New Generation of Giving member, Adam Moxon Simpson shares his thoughts on best practice philanthropy.

  1. Understand your motivations and limitations. 

    Seek the overlap between your motivations, what you have to offer and what others most need. A passion for the task at hand is a must and will help drive and reward you, but is only part of the puzzle. Identify and be realistic about financial, time and other input limitations. Beyond altruism, ask if you also seek your own personal satisfactions whilst helping others – don’t worry, its natural. Be honest and make them part of your goals. Ego is not a dirty word but can muddy the waters – keep it in check, recognise the gap (if any) between your intentions and what the world needs.
  2. Set clear goals and metrics. 

    Define a philosophy to guide how you will spend your time and money – focused attention is better than scattergun. Define what success should look like and how you’ll measure what’s achieved – in both quantity and quality. That way you can monitor progress, learn from experience and adjust your strategies through success and failure.
  3. Get organised and get serious. 

    Good administration drives successful outcomes and that costs time and money – just as in any business.
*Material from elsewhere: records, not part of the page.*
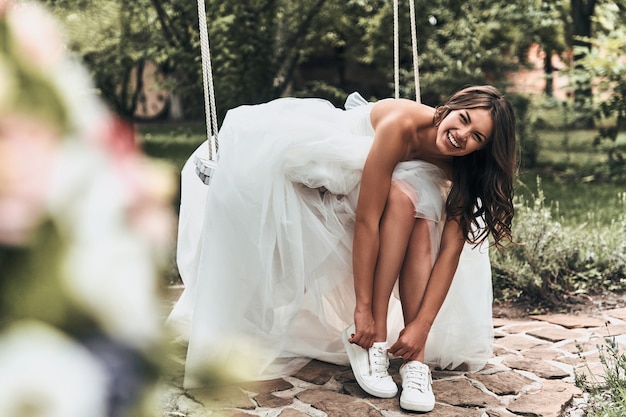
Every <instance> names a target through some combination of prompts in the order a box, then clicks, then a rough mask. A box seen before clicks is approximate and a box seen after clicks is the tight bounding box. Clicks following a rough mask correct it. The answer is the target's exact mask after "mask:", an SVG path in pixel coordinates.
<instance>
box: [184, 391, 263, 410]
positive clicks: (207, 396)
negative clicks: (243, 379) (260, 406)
mask: <svg viewBox="0 0 626 417" xmlns="http://www.w3.org/2000/svg"><path fill="white" fill-rule="evenodd" d="M186 395H187V396H189V398H191V399H193V400H194V401H197V402H199V403H200V404H202V405H204V406H205V407H208V408H212V409H216V408H240V409H242V410H254V408H255V405H254V403H253V402H252V400H251V399H250V397H249V396H248V395H247V394H245V393H244V392H243V391H242V390H241V389H239V387H236V386H234V385H233V386H230V385H229V386H213V387H204V388H193V389H188V390H187V394H186Z"/></svg>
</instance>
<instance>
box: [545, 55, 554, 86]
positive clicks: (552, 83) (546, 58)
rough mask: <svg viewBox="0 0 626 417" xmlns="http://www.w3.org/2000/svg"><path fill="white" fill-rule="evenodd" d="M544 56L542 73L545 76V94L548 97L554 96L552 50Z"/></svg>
mask: <svg viewBox="0 0 626 417" xmlns="http://www.w3.org/2000/svg"><path fill="white" fill-rule="evenodd" d="M545 53H546V56H545V57H544V58H543V71H544V72H545V74H546V88H545V91H544V92H545V94H546V96H548V97H552V96H553V95H554V67H553V66H552V50H551V49H547V50H546V51H545Z"/></svg>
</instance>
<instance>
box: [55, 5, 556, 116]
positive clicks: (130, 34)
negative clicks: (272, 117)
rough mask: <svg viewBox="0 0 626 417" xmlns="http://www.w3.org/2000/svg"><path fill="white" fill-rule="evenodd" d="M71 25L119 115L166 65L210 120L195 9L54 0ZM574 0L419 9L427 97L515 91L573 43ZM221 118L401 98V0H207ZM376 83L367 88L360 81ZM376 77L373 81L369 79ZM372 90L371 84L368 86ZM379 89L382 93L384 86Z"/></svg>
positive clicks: (188, 96) (402, 64) (401, 32)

So, define and test your administrative model and budget. If you can’t afford a well-run approach, rethink your ambitions or way of operating (see also below 'Team Up”).
  4. Be creative in your operating model. 

    Some businesses include charitable goals; and, some charities run businesses. The lines are increasingly blurred. With heightened consumer and shareholder interest in valuing social outcomes, your financing options broaden. Loans, shareholdings and guarantees can be alternatives to the traditional tax-deductible gift. Giving time and opening networks can be just as important as money.
  5. Team up. 

    Look for economies and joys of scale in working with like-minded others. Liberated from self-interest and the need for control, opportunities abound. Collective action and funding can be more effective and powerful than individual endeavour. Check your ego at the door for the common good.  You may be able to achieve more if you don’t care who gets the credit.
  6. Build trust. 

    A true partnership between donor and recipient is critical to both parties – and the foundation for lasting outcomes.  Delegate and let those with experience guide the process.
  7. Remain humble. 

    What you contribute in money and other effort is a critical ingredient. But don’t forget those you support face the day-to-day grind of delivery and possess the on-the-ground knowledge. They know better than you what they need and what needs doing (and can leverage and create greater value from what you contribute).